No. I haven’t used a microwave to heat or cook anything in many, many years. I much prefer my small countertop convection oven which doesn’t heat food unnaturally and creates carcinogens like a microwave does.
Why don’t I just remove the microwave from my kitchen then? The truth is that the microwave can function as a handy airtight cupboard and proves quite useful for other tasks besides cooking and heating believe it or not.
I mentioned in one of my Real Food videos that I frequently use it for airtight, room temperature storage of freshly baked bread, cookies, and other baked goods.
It also works very well for making homemade raw yogurt. It is, of course, made from unpasteurized milk.
What about Greek yogurt? Is Greek yogurt better? How about the similar German style cheesy yogurt known as Quark? While not necessarily healthier, if you make it yourself allowing sufficient time for probiotic inoculation, these are certainly a nutritious choice! It is ultimately a personal preference as long as the yogurt is fermented properly.
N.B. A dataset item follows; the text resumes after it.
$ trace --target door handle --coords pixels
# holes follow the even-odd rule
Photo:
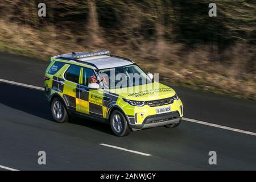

If you don’t have access to raw yogurt, whether regular or Greek, then you don’t know what you’re missing. Pasteurized yogurt even if organic pales in comparison to the digestibility and nutrient value of raw yogurt, so if you are able to snag some raw milk from a local farm, here’s how to make it into raw yogurt.
While the recipe below works fine using the microwave as the incubator, yogurt made in a slow cooker is more dependable in texture.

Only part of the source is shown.